Months turned into years of what felt like my unrequited love for these delicate little slips until I reached the summer after my senior year of high school. I was shopping at a vintage pop-up in Montauk, put on by a sunkissed girl my age (side note: I was ridden with jealousy that this girl wasn’t about to start her first year of college, but rather galavanting around the country visiting warehouses filled with vintage goodies to buy and sell). And then it struck me again. It was as if a scent had wafted into my nostrils and put me under a spell. The spell of a gorgeous 1930s slip dress tinted pale green, with tiny little sleeves that flapped in the breeze. Cut on the bias, it clung to my body at all the right spots. It was so light, so breathable, so effortless. I hadn’t even bought the dress yet and I was already defending it to my friends that came with me. My rationale was that I could wear it to an upcoming wedding. So, with my eyes pinched shut and my arm outstretched with my trembling, sad, little debit card, I dropped $375 on it. While I had earned this money earlier in the summer, I still had a pit in my stomach. Luckily, it was nothing my dopamine rush couldn’t subdue. I walked out with a wide grin smeared across my face, the slight ping of buyer's remorse trying to climb to the forefront of my brain. I called my mother and she nearly slapped me through the phone when I told her how much money I spent. She told me I was insane to buy a vintage slip dress for that much when I could find one just like it for $40 at a flea market. Being the teen that I was, I cast her off, told her she didn’t understand, and this was from the THIRTIES. But, like all good motherly advice, it set up camp in the back of my head.

A few months later the day of the wedding came. It nearly took me ten minutes to slip on my dress due to how fragile it was. But when the end seam fell to my ankles and the sleeves nestled on my shoulders, my worries melted away. It was the perfect amount of sheer–even though this was a wedding, the potential shock from my cousins was too delicious to pass up. And they delivered. While chatting with my cousin Molly over a cocktail after the ceremony, she said to me through a rigid smile, “What a funky dress! I could never wear that!” That was all I needed to hear. I danced all night and when I got home from the wedding, my dress had torn in three places. My fantasy was ruptured and I began to worry.
Halfway through freshman year of college, I wandered about the flea market outside my house. It had been there ever since I was a baby, and the TikTok crazies were on the brink of destroying it. I found this little tent with vintage sleepwear galore, all under $40. My mother was right, as she always is. Here were the incredible gowns that she had promised. The next thing I knew, I was at a flea market in LA and found another fairly priced seller. A newly enlightened shopper, I went on and on about how great her prices were, how you couldn’t find them in New York, and how she could be charging so much more and dummies would buy them (dummies like me).
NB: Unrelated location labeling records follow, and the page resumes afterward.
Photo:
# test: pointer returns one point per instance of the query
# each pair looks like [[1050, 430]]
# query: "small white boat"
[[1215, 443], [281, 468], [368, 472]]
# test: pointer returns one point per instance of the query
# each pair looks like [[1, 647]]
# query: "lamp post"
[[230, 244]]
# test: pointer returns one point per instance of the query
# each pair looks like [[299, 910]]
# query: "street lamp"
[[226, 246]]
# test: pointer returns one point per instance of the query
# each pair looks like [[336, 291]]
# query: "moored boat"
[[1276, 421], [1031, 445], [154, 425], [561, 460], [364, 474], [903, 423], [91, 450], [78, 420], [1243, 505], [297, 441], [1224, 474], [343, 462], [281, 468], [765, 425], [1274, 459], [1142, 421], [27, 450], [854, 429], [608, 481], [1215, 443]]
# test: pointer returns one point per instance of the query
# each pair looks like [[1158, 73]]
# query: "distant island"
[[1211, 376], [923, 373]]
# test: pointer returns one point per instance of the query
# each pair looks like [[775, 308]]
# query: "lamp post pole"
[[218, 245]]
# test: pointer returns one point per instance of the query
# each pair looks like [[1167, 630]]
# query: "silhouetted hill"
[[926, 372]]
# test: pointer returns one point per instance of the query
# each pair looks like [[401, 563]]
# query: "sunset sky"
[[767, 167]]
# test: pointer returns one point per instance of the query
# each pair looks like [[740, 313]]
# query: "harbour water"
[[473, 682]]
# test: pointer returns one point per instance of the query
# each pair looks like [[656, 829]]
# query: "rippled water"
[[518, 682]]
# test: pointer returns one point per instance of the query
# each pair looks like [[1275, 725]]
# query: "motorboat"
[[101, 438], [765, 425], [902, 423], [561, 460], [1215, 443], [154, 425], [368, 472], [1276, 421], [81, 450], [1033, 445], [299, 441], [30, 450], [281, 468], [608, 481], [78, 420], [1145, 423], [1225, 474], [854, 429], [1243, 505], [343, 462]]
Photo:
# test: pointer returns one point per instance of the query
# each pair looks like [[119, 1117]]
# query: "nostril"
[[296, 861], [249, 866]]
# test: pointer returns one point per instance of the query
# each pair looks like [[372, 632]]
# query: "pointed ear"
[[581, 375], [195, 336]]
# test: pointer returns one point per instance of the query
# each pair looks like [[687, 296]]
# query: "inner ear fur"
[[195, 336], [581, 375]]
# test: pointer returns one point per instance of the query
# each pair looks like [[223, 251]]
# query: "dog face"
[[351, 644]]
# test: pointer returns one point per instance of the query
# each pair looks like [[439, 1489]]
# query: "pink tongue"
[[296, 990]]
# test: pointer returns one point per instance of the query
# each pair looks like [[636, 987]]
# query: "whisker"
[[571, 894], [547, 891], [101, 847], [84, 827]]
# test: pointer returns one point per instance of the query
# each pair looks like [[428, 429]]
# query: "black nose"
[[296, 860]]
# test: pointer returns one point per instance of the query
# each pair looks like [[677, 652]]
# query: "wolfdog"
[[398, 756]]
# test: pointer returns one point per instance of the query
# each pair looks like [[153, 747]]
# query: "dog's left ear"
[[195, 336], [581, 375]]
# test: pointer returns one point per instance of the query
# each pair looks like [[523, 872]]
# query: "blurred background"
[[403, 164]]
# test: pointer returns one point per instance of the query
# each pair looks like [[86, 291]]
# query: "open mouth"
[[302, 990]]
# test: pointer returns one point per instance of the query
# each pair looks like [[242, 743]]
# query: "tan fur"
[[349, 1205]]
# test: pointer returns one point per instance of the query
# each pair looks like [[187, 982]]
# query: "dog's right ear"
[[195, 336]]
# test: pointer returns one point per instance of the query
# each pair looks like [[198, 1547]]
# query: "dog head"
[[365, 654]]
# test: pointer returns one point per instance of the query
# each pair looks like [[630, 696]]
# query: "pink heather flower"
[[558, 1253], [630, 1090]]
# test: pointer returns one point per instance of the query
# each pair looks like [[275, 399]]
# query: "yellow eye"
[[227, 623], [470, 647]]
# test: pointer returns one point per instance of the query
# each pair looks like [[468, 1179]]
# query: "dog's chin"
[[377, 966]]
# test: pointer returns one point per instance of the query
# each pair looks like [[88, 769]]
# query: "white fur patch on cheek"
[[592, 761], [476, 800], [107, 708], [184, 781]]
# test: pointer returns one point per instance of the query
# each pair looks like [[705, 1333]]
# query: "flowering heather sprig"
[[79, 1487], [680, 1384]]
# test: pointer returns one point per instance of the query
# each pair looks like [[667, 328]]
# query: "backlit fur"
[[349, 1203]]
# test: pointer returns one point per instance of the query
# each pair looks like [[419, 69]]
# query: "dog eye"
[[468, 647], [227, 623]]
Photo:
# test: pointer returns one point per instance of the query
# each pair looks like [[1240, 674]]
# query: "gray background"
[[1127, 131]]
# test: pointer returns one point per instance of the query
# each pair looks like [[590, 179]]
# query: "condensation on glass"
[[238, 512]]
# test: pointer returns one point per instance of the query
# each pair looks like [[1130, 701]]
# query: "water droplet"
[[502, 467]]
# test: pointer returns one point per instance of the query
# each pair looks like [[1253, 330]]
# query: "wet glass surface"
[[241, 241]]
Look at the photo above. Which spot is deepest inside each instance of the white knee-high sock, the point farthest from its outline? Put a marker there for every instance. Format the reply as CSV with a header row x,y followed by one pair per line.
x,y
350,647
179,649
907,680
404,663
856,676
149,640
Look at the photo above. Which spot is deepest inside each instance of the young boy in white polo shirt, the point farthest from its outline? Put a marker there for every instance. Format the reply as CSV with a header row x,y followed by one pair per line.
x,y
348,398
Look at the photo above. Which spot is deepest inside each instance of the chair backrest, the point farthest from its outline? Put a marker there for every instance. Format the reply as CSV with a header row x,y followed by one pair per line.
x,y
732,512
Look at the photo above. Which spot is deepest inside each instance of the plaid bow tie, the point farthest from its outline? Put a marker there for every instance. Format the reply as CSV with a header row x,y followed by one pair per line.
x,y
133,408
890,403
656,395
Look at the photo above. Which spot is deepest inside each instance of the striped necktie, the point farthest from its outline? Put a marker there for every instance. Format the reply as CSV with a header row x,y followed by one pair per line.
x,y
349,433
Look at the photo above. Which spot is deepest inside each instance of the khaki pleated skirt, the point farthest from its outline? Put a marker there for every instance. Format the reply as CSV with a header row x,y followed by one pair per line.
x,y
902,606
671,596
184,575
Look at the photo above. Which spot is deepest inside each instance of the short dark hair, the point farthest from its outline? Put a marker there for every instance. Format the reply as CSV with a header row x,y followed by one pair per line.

I still have the satisfying memory of Molly’s face and my sweaty dancing in that dress from the wedding, but the dress just couldn’t handle the heat. I frequently go back and forth in my head if it was worth spending my hard-earned money just to tear the dress. I was able to repair it but maybe nightgowns from the 30s are just meant to be admired. Where does our generation’s need to shop curated vintage come from? The reasons I have heard include their one-of-a-kind-ness, their sustainability benefits, and so on. I suspect it is because it is trendy. Thirty-year-old women in Williamsburg take advantage of our TikTok-ridden brains and jack up the prices of clothing that should be half the price. And yet, I still can’t help but feel their magnetic pull. There is something special about wearing something from a different time in a whole new context. However, it is not fun when wearing it ruins it, but not wearing it feels like when people cover their sofas in plastic. Clothing is one of our last tangible collections, so perhaps it is okay to buy vintage clothing, like nightgowns, that can’t be worn out dancing. Articles of clothing can serve as relics and some people, like me I am discovering, can be satisfied with just that. Maybe just don’t spend $375.